I want to use an external SMTP service. I have the credentials and outgoing mails are specified to go on port 465 on their server (I called it smtpserver.com in my post). If I try to connect to that server from some other machine, which is not behind IPFire, it works, i.e. telnet smtpserver.com 465 connects successfully. But behind the firewall this is blocked by the firewall obviously and I need a rule or some other setting to allow it.
Above I showed the settings of the rule and here is what it looks like in the overview. But it doesn’t do what I want.
Which isn’t necessary, because outgoing connections are allowed by default.
If SMTP access is blocked, there must be another blocking rule.
Is your mail service in a block list? Drop hostile.
Did you check the logs?
There are no outgoing connection attempts in the logs.
I found that it is my cloud provider (Hetzner) who is blocking port 465.

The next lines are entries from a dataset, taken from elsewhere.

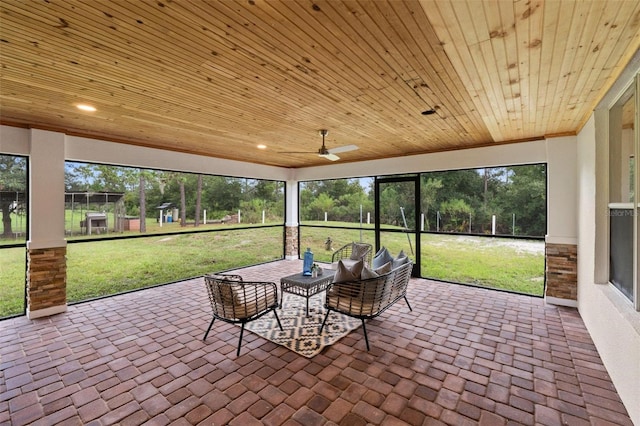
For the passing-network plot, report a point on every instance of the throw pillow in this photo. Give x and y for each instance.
(344, 273)
(400, 260)
(358, 251)
(383, 256)
(368, 273)
(384, 269)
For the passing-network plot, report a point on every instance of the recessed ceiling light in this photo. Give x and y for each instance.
(85, 107)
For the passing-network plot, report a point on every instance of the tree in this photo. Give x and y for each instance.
(456, 211)
(429, 193)
(13, 177)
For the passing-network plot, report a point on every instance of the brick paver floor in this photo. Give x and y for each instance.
(464, 356)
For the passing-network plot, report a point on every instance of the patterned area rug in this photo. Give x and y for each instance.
(302, 334)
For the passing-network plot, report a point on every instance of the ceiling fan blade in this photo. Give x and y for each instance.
(297, 152)
(330, 157)
(345, 148)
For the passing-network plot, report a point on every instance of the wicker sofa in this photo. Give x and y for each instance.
(368, 298)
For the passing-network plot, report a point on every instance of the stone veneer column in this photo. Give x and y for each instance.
(46, 248)
(291, 242)
(46, 278)
(561, 273)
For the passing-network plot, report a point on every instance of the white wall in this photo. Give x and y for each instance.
(612, 322)
(561, 191)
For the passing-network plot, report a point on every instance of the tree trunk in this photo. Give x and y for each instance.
(6, 220)
(183, 206)
(198, 200)
(143, 205)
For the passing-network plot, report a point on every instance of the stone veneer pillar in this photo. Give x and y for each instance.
(562, 274)
(291, 243)
(46, 279)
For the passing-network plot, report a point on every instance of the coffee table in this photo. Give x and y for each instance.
(301, 285)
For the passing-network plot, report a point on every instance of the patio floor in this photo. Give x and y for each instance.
(463, 356)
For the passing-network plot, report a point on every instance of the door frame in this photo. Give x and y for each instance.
(415, 178)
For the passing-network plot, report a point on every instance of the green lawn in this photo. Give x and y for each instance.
(99, 268)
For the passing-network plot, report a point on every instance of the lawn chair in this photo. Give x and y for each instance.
(239, 302)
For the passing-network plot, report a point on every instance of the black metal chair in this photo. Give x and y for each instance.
(368, 298)
(236, 301)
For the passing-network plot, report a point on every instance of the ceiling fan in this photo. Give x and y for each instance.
(329, 154)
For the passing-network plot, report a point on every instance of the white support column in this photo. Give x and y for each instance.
(46, 295)
(46, 194)
(291, 220)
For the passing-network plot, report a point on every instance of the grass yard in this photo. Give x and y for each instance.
(12, 281)
(100, 268)
(515, 265)
(107, 267)
(507, 264)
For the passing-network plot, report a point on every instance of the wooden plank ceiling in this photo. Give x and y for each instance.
(218, 78)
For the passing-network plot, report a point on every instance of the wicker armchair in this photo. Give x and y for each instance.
(351, 253)
(236, 301)
(368, 298)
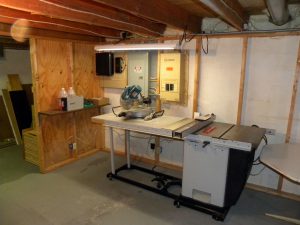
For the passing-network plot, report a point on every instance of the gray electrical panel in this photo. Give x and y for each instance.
(138, 70)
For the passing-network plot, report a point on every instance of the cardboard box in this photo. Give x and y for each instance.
(72, 102)
(100, 101)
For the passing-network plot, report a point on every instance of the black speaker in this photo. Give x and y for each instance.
(104, 64)
(118, 65)
(1, 51)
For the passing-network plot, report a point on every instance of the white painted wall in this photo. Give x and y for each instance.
(270, 71)
(15, 62)
(220, 78)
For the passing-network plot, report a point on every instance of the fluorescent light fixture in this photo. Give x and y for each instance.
(136, 47)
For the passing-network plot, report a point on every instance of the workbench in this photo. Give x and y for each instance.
(231, 138)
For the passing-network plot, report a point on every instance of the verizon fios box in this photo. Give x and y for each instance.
(72, 102)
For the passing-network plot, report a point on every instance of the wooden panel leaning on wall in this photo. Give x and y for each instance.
(58, 64)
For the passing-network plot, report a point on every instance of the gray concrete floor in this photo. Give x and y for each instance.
(80, 194)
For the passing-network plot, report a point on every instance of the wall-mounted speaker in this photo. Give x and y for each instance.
(104, 64)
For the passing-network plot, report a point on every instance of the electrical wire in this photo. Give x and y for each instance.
(259, 172)
(205, 51)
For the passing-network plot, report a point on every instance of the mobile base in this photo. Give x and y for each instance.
(165, 181)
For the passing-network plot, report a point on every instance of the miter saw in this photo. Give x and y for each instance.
(135, 105)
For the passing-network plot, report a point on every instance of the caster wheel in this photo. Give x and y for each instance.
(218, 218)
(159, 185)
(177, 204)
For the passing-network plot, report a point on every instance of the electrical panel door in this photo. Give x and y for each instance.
(171, 76)
(138, 70)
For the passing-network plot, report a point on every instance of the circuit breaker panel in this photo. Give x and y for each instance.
(138, 70)
(171, 76)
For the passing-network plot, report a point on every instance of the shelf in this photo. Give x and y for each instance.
(58, 112)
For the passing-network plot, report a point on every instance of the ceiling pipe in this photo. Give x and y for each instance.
(279, 13)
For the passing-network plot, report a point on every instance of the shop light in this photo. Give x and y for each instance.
(136, 47)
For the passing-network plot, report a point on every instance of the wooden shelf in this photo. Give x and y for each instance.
(59, 112)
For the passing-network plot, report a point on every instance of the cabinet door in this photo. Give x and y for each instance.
(89, 136)
(57, 133)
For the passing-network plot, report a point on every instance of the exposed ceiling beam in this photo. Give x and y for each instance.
(237, 8)
(159, 10)
(5, 30)
(10, 43)
(87, 12)
(228, 10)
(8, 15)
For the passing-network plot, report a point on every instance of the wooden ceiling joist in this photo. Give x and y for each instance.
(5, 30)
(37, 21)
(159, 10)
(228, 10)
(87, 12)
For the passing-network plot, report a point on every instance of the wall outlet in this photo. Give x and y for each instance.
(270, 131)
(152, 146)
(72, 146)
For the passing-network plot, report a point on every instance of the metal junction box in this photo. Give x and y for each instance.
(138, 63)
(171, 76)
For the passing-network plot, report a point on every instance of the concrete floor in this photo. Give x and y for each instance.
(80, 194)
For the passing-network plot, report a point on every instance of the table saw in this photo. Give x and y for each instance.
(217, 159)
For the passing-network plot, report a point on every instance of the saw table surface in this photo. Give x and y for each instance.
(161, 126)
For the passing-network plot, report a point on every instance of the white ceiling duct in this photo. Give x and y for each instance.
(278, 11)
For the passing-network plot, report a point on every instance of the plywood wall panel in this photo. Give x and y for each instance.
(53, 72)
(86, 83)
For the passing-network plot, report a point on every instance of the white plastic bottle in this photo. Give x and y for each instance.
(62, 98)
(71, 91)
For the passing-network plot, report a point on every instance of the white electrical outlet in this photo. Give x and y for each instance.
(270, 131)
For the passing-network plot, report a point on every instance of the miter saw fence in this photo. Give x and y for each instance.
(135, 105)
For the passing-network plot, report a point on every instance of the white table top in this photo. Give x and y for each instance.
(284, 159)
(161, 126)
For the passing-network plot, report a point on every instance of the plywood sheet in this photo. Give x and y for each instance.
(86, 83)
(53, 71)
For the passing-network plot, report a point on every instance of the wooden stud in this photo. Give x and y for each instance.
(197, 74)
(11, 116)
(14, 82)
(242, 81)
(292, 110)
(86, 83)
(293, 99)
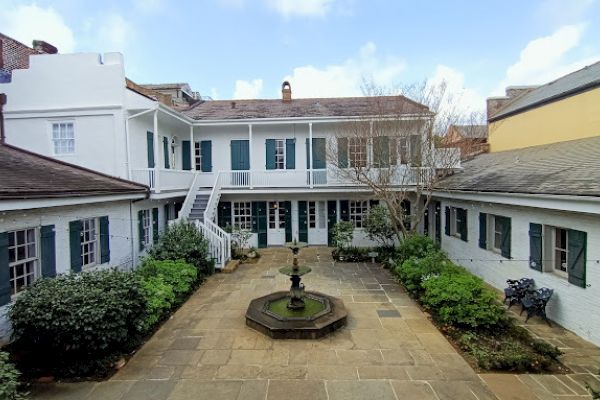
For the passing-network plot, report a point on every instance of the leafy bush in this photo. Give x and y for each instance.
(178, 274)
(160, 298)
(378, 225)
(461, 299)
(9, 379)
(342, 232)
(75, 324)
(413, 271)
(182, 240)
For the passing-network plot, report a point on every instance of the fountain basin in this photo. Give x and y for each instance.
(269, 315)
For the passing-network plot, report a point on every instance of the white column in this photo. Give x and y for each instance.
(156, 154)
(310, 166)
(250, 154)
(192, 150)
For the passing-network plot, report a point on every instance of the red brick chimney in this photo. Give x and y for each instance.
(286, 92)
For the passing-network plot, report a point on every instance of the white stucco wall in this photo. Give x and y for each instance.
(571, 306)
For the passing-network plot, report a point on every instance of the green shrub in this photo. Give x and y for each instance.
(9, 379)
(418, 246)
(75, 324)
(160, 298)
(461, 299)
(413, 271)
(182, 240)
(178, 274)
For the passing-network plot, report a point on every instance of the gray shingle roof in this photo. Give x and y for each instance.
(566, 168)
(575, 82)
(26, 175)
(307, 108)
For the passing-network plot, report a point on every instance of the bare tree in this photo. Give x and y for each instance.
(392, 151)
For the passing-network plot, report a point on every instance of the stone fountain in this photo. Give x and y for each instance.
(296, 314)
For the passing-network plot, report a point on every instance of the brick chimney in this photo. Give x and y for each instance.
(43, 47)
(286, 92)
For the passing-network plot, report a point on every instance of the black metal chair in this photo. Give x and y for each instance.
(535, 301)
(516, 290)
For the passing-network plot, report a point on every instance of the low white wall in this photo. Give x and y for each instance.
(573, 307)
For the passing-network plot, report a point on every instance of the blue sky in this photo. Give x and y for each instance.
(245, 48)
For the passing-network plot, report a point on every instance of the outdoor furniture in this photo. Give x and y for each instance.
(516, 290)
(535, 301)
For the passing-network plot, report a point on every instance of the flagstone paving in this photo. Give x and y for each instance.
(389, 349)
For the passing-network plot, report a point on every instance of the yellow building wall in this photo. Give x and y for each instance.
(575, 117)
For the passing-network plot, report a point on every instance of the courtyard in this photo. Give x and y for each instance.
(388, 350)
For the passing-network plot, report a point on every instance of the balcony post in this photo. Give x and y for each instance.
(310, 169)
(192, 150)
(250, 156)
(156, 159)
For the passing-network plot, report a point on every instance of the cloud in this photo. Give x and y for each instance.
(544, 59)
(346, 79)
(28, 22)
(248, 89)
(301, 8)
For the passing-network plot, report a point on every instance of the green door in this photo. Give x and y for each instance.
(259, 221)
(240, 155)
(331, 220)
(302, 222)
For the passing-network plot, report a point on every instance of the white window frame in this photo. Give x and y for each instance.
(31, 257)
(147, 227)
(358, 211)
(197, 156)
(280, 154)
(90, 242)
(60, 139)
(242, 215)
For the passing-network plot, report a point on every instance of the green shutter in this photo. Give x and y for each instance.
(483, 230)
(141, 229)
(319, 156)
(104, 240)
(186, 157)
(4, 270)
(464, 226)
(288, 220)
(224, 214)
(48, 251)
(154, 225)
(447, 227)
(302, 222)
(270, 153)
(206, 155)
(290, 153)
(505, 244)
(342, 152)
(150, 148)
(576, 257)
(345, 210)
(381, 152)
(535, 246)
(166, 151)
(75, 228)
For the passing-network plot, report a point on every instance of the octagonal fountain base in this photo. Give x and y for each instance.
(328, 318)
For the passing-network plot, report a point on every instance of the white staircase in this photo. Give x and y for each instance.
(200, 208)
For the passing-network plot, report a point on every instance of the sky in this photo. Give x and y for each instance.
(325, 48)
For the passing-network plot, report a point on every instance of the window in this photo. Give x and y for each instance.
(197, 156)
(146, 227)
(279, 154)
(242, 215)
(560, 251)
(22, 258)
(357, 152)
(358, 212)
(89, 242)
(63, 137)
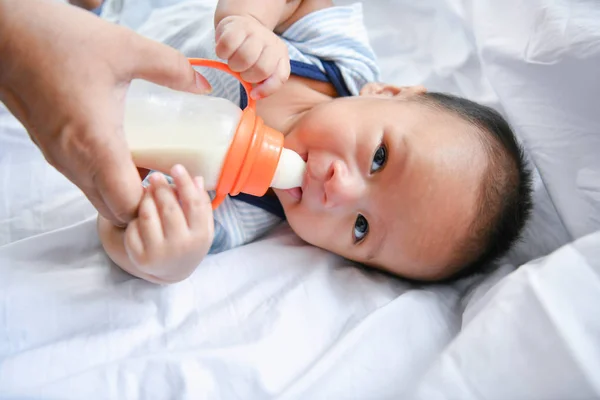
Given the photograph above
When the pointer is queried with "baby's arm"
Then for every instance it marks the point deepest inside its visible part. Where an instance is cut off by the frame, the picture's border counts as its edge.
(245, 37)
(171, 235)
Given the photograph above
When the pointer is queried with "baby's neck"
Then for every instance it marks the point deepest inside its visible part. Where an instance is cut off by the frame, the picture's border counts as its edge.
(282, 110)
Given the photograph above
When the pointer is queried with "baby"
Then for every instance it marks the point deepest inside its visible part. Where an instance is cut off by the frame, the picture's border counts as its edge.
(426, 186)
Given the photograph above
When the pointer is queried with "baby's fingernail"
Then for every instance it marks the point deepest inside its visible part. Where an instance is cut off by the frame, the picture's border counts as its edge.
(199, 181)
(178, 170)
(202, 84)
(255, 94)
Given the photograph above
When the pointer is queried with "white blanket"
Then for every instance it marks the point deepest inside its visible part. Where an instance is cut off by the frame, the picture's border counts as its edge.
(280, 319)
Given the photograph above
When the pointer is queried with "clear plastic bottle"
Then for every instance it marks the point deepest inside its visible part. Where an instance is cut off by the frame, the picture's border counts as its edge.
(212, 137)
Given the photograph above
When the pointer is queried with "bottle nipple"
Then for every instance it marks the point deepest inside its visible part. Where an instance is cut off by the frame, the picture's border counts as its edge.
(290, 170)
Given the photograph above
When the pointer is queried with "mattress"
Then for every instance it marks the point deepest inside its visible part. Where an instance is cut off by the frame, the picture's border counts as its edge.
(281, 319)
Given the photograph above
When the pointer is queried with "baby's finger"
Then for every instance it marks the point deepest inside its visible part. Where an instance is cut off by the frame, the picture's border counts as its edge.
(149, 222)
(200, 212)
(171, 216)
(265, 66)
(274, 82)
(188, 193)
(229, 41)
(133, 239)
(246, 55)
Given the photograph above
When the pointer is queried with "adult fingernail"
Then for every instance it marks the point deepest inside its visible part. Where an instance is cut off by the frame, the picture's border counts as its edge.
(202, 84)
(199, 181)
(178, 170)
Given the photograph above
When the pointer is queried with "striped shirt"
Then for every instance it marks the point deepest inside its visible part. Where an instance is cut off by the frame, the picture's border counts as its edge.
(332, 35)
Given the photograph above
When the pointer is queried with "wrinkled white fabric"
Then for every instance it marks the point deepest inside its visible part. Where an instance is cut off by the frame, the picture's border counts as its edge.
(280, 319)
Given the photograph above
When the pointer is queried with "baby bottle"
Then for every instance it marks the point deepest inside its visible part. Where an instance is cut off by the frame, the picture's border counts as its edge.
(232, 149)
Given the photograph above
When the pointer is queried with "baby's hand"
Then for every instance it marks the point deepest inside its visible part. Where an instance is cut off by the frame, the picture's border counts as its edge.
(174, 228)
(255, 51)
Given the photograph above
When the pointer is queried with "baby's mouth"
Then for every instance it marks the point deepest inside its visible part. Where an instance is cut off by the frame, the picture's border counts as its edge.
(297, 192)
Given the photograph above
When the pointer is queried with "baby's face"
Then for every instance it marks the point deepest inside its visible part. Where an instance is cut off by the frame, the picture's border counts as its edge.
(390, 183)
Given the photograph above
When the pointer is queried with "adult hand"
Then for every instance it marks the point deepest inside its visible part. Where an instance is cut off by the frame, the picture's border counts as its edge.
(64, 74)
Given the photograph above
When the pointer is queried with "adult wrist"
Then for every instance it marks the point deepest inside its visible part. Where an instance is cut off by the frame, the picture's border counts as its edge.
(5, 35)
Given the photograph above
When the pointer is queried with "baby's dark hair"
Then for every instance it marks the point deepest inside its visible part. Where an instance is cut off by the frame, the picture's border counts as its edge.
(505, 193)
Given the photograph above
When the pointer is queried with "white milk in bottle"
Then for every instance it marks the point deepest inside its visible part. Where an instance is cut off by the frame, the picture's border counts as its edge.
(165, 127)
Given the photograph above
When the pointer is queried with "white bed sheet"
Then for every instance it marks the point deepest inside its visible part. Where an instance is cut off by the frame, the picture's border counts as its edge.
(279, 319)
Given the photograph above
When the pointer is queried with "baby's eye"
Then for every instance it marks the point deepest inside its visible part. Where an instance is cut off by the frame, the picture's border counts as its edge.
(361, 228)
(379, 159)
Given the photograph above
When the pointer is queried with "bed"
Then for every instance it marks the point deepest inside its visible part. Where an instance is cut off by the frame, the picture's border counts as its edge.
(280, 319)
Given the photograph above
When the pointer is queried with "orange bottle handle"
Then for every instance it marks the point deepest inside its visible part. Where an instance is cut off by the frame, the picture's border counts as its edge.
(244, 136)
(203, 62)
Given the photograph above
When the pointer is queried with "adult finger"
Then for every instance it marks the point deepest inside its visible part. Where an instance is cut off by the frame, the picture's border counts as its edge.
(165, 66)
(117, 180)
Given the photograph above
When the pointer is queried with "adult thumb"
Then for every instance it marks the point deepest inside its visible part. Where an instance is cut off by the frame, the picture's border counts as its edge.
(165, 66)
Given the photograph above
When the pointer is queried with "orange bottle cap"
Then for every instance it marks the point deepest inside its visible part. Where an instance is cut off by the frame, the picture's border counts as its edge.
(254, 153)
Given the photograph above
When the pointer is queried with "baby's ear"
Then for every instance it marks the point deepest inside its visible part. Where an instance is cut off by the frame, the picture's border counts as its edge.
(387, 90)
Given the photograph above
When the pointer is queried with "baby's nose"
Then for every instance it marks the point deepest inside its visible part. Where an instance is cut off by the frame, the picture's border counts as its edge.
(342, 187)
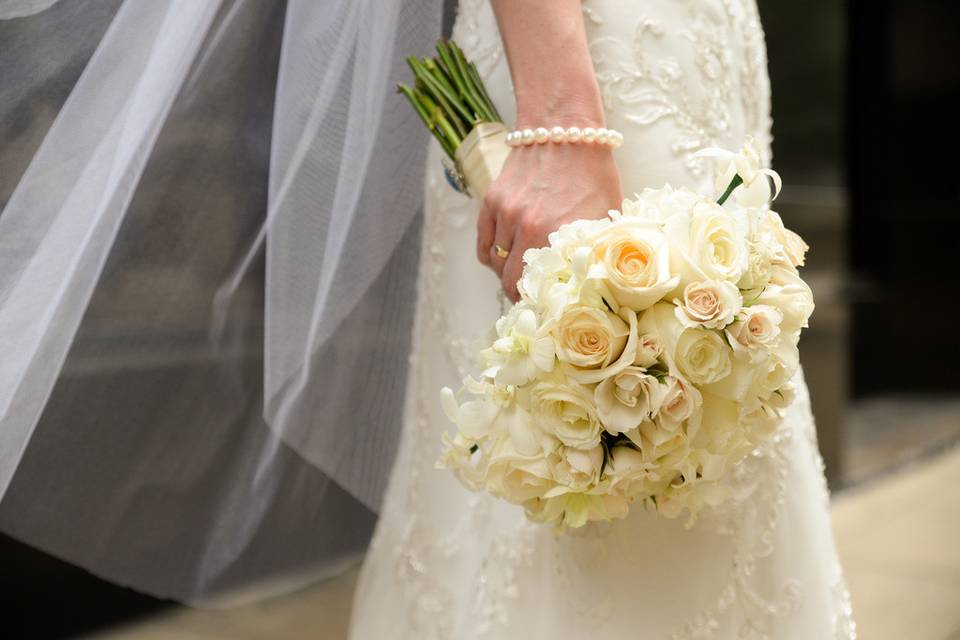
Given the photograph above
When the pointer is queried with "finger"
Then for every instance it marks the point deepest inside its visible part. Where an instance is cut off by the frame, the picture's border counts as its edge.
(486, 224)
(512, 270)
(501, 250)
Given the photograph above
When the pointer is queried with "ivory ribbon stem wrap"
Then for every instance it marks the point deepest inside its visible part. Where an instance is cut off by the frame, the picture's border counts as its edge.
(481, 155)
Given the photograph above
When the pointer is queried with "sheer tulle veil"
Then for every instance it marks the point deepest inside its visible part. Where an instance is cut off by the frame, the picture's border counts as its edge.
(208, 254)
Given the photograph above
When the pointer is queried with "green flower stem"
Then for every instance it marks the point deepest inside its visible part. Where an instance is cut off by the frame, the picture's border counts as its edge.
(478, 82)
(448, 57)
(463, 127)
(448, 100)
(471, 94)
(449, 135)
(736, 182)
(419, 108)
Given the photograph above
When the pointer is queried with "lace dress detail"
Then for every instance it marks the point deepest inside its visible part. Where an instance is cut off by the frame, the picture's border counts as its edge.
(676, 76)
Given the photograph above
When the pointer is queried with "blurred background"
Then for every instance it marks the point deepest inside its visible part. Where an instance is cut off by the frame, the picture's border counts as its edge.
(865, 132)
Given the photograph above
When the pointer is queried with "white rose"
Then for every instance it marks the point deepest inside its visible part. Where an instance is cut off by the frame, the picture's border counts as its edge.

Here some details which might help other people who face this problem:
Unfortunately, email spammers and scammers like to use cloud hosting providers. And we at Hetzner naturally want to prevent this. That’s why we block ports 25 and 465 by default on all cloud servers. This is a very common practice in the cloud hosting industry because it prevents abuse. We want to build trust with our new customers before we unblock these mail ports. Once you have been with us for a month and paid your first invoice, you can create a limit request to unblock these ports for a valid use case. In your request, you can tell us details about your use case. We make decisions on a case-by-case basis.
I have used a SMTP service for many years and my provider (smtp2go) allows for several ports other than 465. Perhaps your provider does well?